As it happened, he was not the only winner to speak up that day. But the others spoke guardedly. “Whoever you believe in, whether it is God or Allah, may he watch over you and let’s pray for a swift resolution,” said best actor winner Adrien Brody. Best supporting actor winner Chris Cooper also made a low key statement: “In light of all the troubles in this world I wish us all peace,” he said.

Exactly thirty years earlier, in 1973, the same awards function was used to stunning effect by one of the biggest movie stars of all time: Marlon Brando.

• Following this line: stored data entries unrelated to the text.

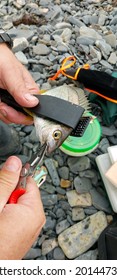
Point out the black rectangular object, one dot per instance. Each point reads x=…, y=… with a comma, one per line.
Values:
x=58, y=110
x=49, y=107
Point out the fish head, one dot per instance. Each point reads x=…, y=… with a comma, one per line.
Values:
x=53, y=134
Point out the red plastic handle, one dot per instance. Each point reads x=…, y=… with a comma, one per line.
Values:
x=15, y=195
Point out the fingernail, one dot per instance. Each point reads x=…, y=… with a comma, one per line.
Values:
x=12, y=164
x=31, y=97
x=3, y=113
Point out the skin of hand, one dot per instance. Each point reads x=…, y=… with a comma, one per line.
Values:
x=16, y=79
x=21, y=223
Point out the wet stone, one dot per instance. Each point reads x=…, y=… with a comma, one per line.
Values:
x=60, y=213
x=78, y=214
x=81, y=200
x=82, y=185
x=32, y=254
x=50, y=223
x=58, y=254
x=80, y=237
x=49, y=163
x=65, y=183
x=99, y=201
x=78, y=164
x=61, y=226
x=49, y=200
x=90, y=255
x=48, y=246
x=64, y=172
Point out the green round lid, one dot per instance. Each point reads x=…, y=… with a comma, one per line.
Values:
x=78, y=146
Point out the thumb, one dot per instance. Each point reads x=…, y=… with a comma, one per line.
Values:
x=9, y=177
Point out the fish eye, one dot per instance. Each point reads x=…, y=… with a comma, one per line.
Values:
x=57, y=134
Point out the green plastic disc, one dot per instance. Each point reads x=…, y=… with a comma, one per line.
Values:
x=79, y=146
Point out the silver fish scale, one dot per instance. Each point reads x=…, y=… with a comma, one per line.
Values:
x=72, y=94
x=46, y=129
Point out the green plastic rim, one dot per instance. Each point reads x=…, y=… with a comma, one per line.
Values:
x=78, y=146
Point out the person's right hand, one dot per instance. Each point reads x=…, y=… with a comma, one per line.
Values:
x=16, y=79
x=21, y=223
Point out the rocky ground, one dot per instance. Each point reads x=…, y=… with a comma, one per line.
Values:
x=74, y=197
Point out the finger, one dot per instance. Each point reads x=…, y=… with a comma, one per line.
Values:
x=9, y=177
x=13, y=78
x=32, y=199
x=10, y=115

He was nominated, along with Michael Caine, Lawrence Olivier and Peter O’Toole, for the best actor award. By this time, Brando had become active in the native Americans civil rights movement. Among other things, he was deeply disturbed at the portrayal of native Americans in Hollywood films. When Roger Moore (who that year played James Bond for the first time) and Liv Ulhman announced Brando’s name, a young native American woman, Sacheen Littlefeather, walked up to the stage and announced that Brando was refusing the award in protest against atrocities against her people. Some in the audience clapped, many booed. Brando had given her a 15-page speech to read, but the producer of the show, who met her backstage, threatened to have her arrested if she read it. Interested readers can see the footage of that remarkable gesture here.

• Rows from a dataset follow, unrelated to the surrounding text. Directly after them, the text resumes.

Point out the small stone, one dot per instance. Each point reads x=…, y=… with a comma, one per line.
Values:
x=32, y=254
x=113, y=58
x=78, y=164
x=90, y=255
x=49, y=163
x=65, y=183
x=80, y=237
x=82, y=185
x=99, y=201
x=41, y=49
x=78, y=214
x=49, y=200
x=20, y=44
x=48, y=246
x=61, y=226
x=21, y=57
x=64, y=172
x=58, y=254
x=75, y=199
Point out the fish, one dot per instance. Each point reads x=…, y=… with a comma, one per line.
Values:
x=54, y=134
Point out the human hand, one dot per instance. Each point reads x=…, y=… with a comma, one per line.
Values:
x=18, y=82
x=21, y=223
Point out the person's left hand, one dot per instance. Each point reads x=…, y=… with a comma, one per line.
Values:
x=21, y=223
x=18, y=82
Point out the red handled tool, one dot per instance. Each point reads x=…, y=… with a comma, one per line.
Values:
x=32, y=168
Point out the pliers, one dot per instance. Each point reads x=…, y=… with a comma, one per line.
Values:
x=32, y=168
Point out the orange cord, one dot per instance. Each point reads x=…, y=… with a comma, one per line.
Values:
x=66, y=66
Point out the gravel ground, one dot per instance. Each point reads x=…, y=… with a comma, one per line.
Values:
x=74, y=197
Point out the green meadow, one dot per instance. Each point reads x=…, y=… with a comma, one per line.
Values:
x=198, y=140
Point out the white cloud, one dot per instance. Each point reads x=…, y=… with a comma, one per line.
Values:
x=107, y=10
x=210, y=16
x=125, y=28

Brando’s gesture was brave. But the real heroes of Hollywood were those who had earlier refused to testify, or to name others, when questioned by the notorious Un-American Activities Committee in a witch hunt we know as McCarthyism. This committee, set up in 1937, began investigating alleged communists in Hollywood in 1947. Ten of those accused – Herbert Biberman, Lester Cole, Albert Maltz, Adrian Scott, Samuel Ornitz, Dalton Trumbo, Edward Dmytryk, Ring Lardner Jr., John Howard Lawson and Alvah Bessie – refused to answer any questions. Known as the Hollywood Ten, they were found guilty of contempt of Congress and each was sentenced to between six and twelve months in prison.

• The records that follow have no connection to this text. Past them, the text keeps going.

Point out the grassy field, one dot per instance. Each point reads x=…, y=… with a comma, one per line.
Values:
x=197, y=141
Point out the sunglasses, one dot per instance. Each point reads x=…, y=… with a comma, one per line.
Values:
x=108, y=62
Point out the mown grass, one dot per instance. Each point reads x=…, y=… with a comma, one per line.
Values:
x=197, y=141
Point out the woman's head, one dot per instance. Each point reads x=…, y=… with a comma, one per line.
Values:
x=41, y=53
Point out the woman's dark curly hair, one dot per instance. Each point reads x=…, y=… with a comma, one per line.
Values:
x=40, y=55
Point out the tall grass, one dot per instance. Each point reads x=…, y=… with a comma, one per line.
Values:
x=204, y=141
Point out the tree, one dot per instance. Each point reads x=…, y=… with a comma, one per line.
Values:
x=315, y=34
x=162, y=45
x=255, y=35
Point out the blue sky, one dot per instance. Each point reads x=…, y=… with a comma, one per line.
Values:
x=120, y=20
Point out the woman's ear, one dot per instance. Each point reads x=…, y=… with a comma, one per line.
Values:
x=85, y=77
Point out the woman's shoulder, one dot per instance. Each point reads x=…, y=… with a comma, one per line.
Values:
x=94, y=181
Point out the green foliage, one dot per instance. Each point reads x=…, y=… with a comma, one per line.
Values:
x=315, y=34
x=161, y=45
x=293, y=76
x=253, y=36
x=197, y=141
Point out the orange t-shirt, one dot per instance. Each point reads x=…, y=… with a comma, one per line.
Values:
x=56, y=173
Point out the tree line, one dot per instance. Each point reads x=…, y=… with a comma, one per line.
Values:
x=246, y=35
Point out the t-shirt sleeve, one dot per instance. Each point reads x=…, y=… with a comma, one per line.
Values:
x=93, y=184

Not everyone was so courageous. Elia Kazan, the director of A Streetcar Named Desire, amongst the early films that made Marlon Brando a superstar, cooperated with the committee and named his former comrades. This earned him widespread revulsion. Out of that guilt came his best-known film, On the Waterfront, about a heroic youngster who refuses to stay silent and dares to “name names.” The screenplay is credited to Budd Schulberg, who, like Kazan, also appeared before the committee and ratted on former comrades. Interestingly, the original screenplay of the film was written by the playwright Arthur Miller, who was also summoned by the committee and refused to name names. In all, over 320 Hollywood artistes – including Lillian Hellman, Dashiell Hammett, Clifford Odets, Larry Parks, Louis Untermeyer, Arthur Miller, Pete Seeger, John Garfield, Howard Da Silva and Richard Wright – were questioned, found guilty, blacklisted, and prevented from working for various lengths of time. Some found their careers entirely ruined.

Today, as we acknowledge Shah Rukh Khan’s principled stand, it is useful to remind ourselves that others had fought fiercer battles in tougher conditions at far greater personal cost. Golden or otherwise, a cage is a cage, meant to be broken out of.